On Saturday September 5, East London residents joined with protesters around the country and overseas in Move One Million demonstrations, in a stand against government corruption and crime.
Protestors gathered at various points around the city, with participants carrying signs and sporting Move One Million- branded t-shirts.
Move One Million provincial rep Abrie Pepler said the campaign was established earlier this year, and was born out of the #iamstaying Facebook group created by Jarette Petzer and Joanita van Wyk.
“We are a peaceful movement.
“We want direct elections and stand against corruption, farm murders, gender-based violence, hunger, the poor economy and any form of discrimination,” Pepler said.
In addition to East London, similar demonstrations were held in other areas across SA, while solidarity protests were held on the same day overseas. “We have international representation as well.
“We had in the vicinity of 16 countries showing solidarity with us [on the day],” Pepler said.
He said the campaign was against violence “in any form” and welcomed anyone, regardless of race, religious beliefs, gender identity or sexual orientation.

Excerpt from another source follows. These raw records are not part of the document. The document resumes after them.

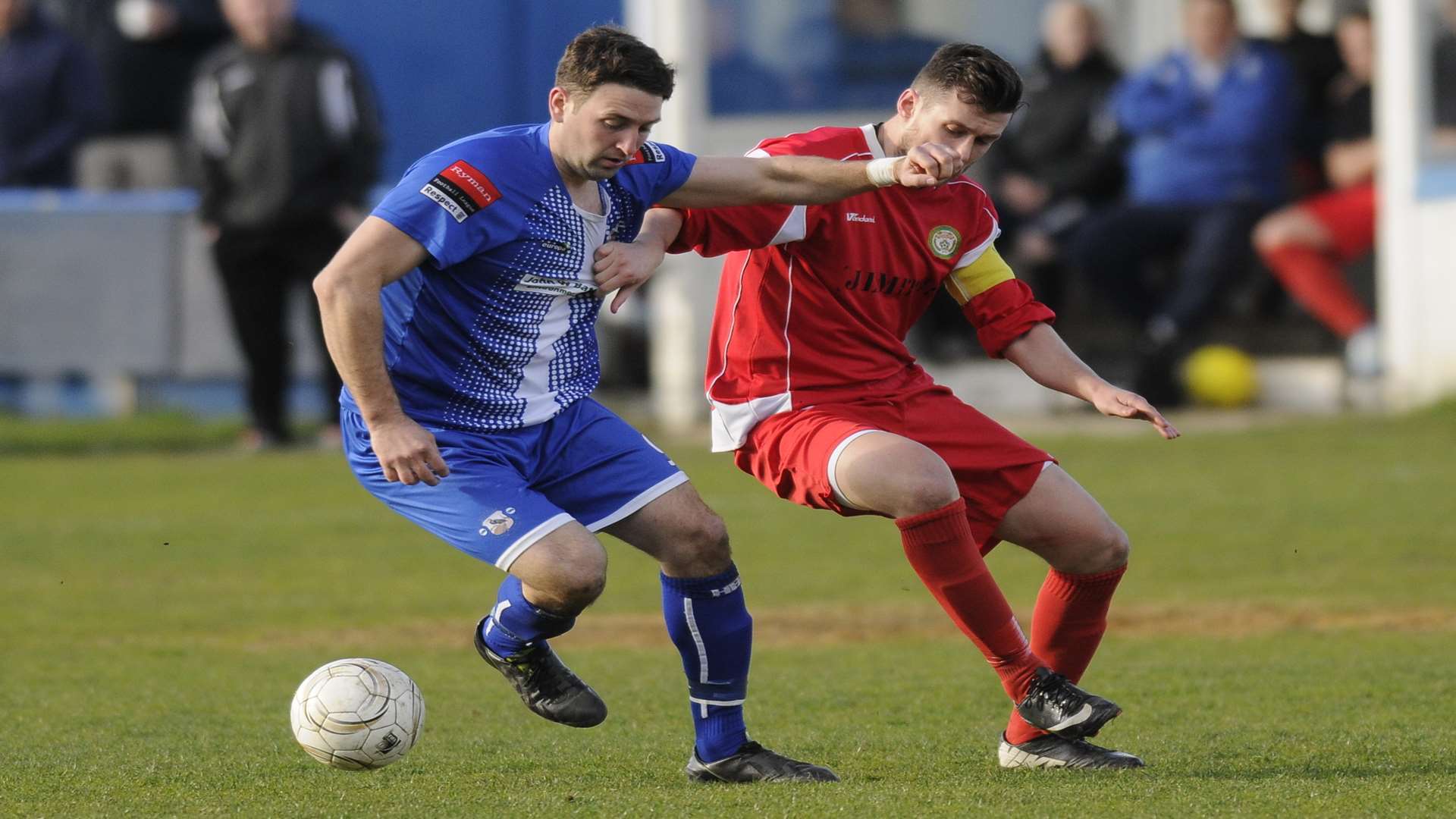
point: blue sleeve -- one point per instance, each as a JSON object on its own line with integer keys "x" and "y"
{"x": 1155, "y": 99}
{"x": 444, "y": 203}
{"x": 655, "y": 171}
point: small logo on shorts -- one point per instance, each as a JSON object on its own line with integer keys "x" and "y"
{"x": 498, "y": 522}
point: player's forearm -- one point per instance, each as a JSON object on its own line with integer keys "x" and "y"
{"x": 1047, "y": 360}
{"x": 811, "y": 180}
{"x": 660, "y": 228}
{"x": 354, "y": 334}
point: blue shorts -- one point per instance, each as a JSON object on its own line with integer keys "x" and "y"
{"x": 509, "y": 490}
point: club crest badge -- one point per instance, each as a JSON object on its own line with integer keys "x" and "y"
{"x": 946, "y": 241}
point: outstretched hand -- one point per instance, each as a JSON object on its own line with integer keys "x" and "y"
{"x": 625, "y": 267}
{"x": 929, "y": 165}
{"x": 1125, "y": 404}
{"x": 406, "y": 452}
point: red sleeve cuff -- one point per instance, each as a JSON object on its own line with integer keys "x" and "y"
{"x": 1003, "y": 314}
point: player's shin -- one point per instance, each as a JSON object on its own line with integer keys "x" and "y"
{"x": 1066, "y": 629}
{"x": 710, "y": 624}
{"x": 516, "y": 623}
{"x": 943, "y": 550}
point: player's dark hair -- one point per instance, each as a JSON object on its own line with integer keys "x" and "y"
{"x": 977, "y": 76}
{"x": 607, "y": 55}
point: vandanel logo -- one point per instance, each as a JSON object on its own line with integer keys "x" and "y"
{"x": 946, "y": 241}
{"x": 498, "y": 522}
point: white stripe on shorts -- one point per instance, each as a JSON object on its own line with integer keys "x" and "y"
{"x": 833, "y": 464}
{"x": 658, "y": 490}
{"x": 529, "y": 539}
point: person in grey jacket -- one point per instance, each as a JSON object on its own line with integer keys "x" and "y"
{"x": 286, "y": 142}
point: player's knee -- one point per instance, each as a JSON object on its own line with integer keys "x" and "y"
{"x": 704, "y": 547}
{"x": 1112, "y": 548}
{"x": 927, "y": 491}
{"x": 1274, "y": 232}
{"x": 580, "y": 588}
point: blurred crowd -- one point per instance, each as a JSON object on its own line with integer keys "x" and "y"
{"x": 1155, "y": 191}
{"x": 1231, "y": 165}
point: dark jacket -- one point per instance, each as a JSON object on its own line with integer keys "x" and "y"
{"x": 50, "y": 98}
{"x": 283, "y": 136}
{"x": 1065, "y": 139}
{"x": 145, "y": 82}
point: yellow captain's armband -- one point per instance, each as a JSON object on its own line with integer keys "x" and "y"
{"x": 977, "y": 278}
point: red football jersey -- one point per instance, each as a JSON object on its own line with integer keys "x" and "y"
{"x": 816, "y": 300}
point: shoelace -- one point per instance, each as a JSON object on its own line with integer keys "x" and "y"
{"x": 535, "y": 664}
{"x": 1056, "y": 691}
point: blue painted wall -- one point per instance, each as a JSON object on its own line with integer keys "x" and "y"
{"x": 446, "y": 69}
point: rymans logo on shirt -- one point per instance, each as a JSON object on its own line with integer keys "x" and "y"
{"x": 462, "y": 190}
{"x": 648, "y": 153}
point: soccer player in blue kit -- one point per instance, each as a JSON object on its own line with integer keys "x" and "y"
{"x": 460, "y": 316}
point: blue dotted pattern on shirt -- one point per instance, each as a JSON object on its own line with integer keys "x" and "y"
{"x": 577, "y": 368}
{"x": 509, "y": 325}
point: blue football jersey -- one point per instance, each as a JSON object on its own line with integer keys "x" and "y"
{"x": 497, "y": 330}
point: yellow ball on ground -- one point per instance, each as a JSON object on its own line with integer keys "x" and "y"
{"x": 1219, "y": 375}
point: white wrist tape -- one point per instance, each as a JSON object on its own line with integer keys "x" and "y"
{"x": 883, "y": 171}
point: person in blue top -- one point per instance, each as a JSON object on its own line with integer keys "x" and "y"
{"x": 1210, "y": 133}
{"x": 460, "y": 316}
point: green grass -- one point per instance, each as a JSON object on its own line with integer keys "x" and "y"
{"x": 1283, "y": 643}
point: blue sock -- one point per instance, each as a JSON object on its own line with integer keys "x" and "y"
{"x": 710, "y": 624}
{"x": 516, "y": 623}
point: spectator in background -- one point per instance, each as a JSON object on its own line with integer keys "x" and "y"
{"x": 1209, "y": 158}
{"x": 146, "y": 52}
{"x": 875, "y": 53}
{"x": 1315, "y": 63}
{"x": 737, "y": 80}
{"x": 1307, "y": 243}
{"x": 50, "y": 98}
{"x": 1059, "y": 158}
{"x": 287, "y": 142}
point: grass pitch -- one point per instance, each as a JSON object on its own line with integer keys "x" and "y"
{"x": 1283, "y": 643}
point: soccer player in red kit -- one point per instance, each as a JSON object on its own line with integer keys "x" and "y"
{"x": 813, "y": 388}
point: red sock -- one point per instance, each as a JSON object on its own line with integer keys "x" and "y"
{"x": 1066, "y": 629}
{"x": 1315, "y": 280}
{"x": 944, "y": 554}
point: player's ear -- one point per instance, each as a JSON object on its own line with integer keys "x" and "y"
{"x": 908, "y": 102}
{"x": 557, "y": 104}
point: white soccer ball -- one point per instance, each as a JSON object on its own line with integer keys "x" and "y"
{"x": 357, "y": 713}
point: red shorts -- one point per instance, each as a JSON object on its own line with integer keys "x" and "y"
{"x": 794, "y": 452}
{"x": 1348, "y": 216}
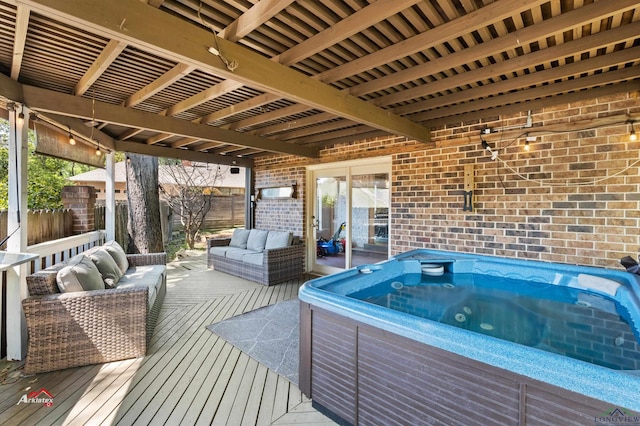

“We are not a political group and are not affiliated to any political party,” he said.
Move One Million founder Jarette Petzer said while last week’s demonstrations may have been small, they were only the beginning and their numbers would grow over time.
“Saturday’s event was one small step, one giant leap towards change in South Africa.
“We are determined that [Move One Million] will continue to travel across the country, holding conversations with community leaders and organisations to reach the hearts and minds of as many people as possible, especially those in impoverished communities,” he said.